Balkrishna Doshi: Architecture for the People (Mateo Kries, Jolanthe Kugler and Khushnu Panthaki Hoof, Vitra Design Museum, 400pp, £60)
This is a catalogue to an exhibition at the Vitra Design Museum near Basle until September. Those lucky enough to be going on the C20 India trip this winter will see many works by Doshi, who in 2018 became the first Indian architect to receive the Pritzker Architecture Prize. Born in 1927, he worked for Corbusier on the design of Chandigarh, both in Paris and on site. Until now the best source of information on Doshi has been James Steele’s 199 monograph, Rethinking Modernism in the Developing World, with the extraordinary cave-like underground gallery in Ahmedabad on its cover (on our itinerary). With its mosaic-covered interconnecting multiple dome roof, images of this building have skewed appreciation of Doshi’s interests. What emerges here is an extraordinary story of architectural evolution with an international impact (Doshi first lectured at the RIBA in 1966).

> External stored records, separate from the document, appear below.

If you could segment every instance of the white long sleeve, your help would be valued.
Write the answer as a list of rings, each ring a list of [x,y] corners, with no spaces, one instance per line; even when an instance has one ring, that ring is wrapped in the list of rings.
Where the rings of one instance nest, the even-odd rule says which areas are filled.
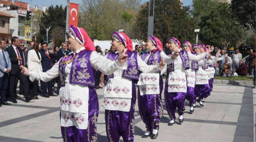
[[[60,75],[59,70],[59,62],[55,63],[52,68],[46,72],[30,71],[29,76],[35,77],[37,80],[42,80],[43,82],[48,82]]]
[[[139,55],[137,56],[137,61],[139,70],[143,73],[154,73],[160,70],[159,65],[148,65],[141,59]]]
[[[170,56],[167,56],[163,51],[161,52],[161,53],[160,53],[160,56],[161,56],[162,59],[164,59],[164,62],[167,64],[170,64],[174,61],[174,60],[172,59],[172,57]]]

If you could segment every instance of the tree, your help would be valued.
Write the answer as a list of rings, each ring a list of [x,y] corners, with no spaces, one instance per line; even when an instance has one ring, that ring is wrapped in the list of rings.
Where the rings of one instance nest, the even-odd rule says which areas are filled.
[[[231,7],[234,17],[246,28],[255,31],[255,2],[254,0],[233,0]]]
[[[216,3],[209,8],[201,17],[199,37],[204,43],[217,47],[238,47],[245,34],[244,30],[232,17],[228,3]]]
[[[57,45],[60,45],[65,37],[65,30],[55,30],[57,34],[52,31],[53,29],[65,29],[66,26],[66,11],[67,9],[63,9],[62,6],[59,6],[56,5],[53,7],[52,5],[49,7],[46,12],[43,12],[43,15],[40,19],[39,34],[38,35],[38,40],[43,41],[46,40],[46,28],[51,27],[51,29],[48,32],[48,35],[52,36],[52,38],[55,40]],[[60,38],[59,35],[62,36],[62,38]],[[57,37],[56,37],[57,36]]]
[[[147,36],[147,24],[149,3],[142,5],[137,15],[135,30],[138,37],[146,40]],[[182,8],[176,0],[155,0],[154,35],[165,43],[171,36],[180,42],[184,40],[195,41],[195,24],[189,15],[187,7]]]

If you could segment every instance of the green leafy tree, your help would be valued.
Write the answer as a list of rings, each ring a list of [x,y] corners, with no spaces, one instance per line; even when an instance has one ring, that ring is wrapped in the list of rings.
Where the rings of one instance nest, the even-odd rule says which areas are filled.
[[[245,31],[232,16],[230,5],[219,3],[201,18],[199,37],[203,43],[217,47],[238,47]]]
[[[135,28],[138,37],[143,40],[147,36],[148,5],[147,2],[141,6]],[[182,8],[179,1],[155,0],[154,35],[163,43],[171,36],[179,39],[180,42],[194,42],[195,24],[189,16],[188,10],[188,7]]]
[[[232,5],[234,16],[246,28],[255,29],[255,1],[254,0],[233,0]]]
[[[38,41],[46,41],[46,28],[51,27],[48,35],[52,36],[52,37],[55,39],[55,44],[59,46],[64,41],[65,30],[58,29],[63,30],[65,28],[66,11],[66,7],[63,9],[61,5],[56,5],[55,7],[51,5],[45,13],[43,13],[40,19],[41,24],[39,34],[37,37]],[[55,33],[52,33],[52,31],[55,31]]]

Pierre Koenig: a View from the Archive, (Neil Jackson, Getty Publications, 320pp, £40).
Ex-C20 trustee Neil Jackson (Professor of Architecture at the University of Liverpool) led our very successful C20 trip to Los Angeles back in 2004. He was already an expert on steel-framed Californian modernism, and this book, the result of an intense period of study in the Koenig archives at the Getty, allows him to explore the legacy of an architect he knew both personally and through his buildings in greater depth. It also, like the Giedion book, puts archive material upfront, and asks intelligent questions about its interpretation. It elegantly reproduces drawings and photographs now held at the Getty, but holds the reader at a distance from Koenig’s incandescent all-in-capitals letters to uncooperative contractors (the text is transcribed, but we don’t get to share the visceral quality of the typed page in facsimile, as in the Giedion book). What we do get is a much more curated story, supplemented by interviews and material from beyond the archive, so that this is a really rounded study of Koenig, not just a guide to the archives.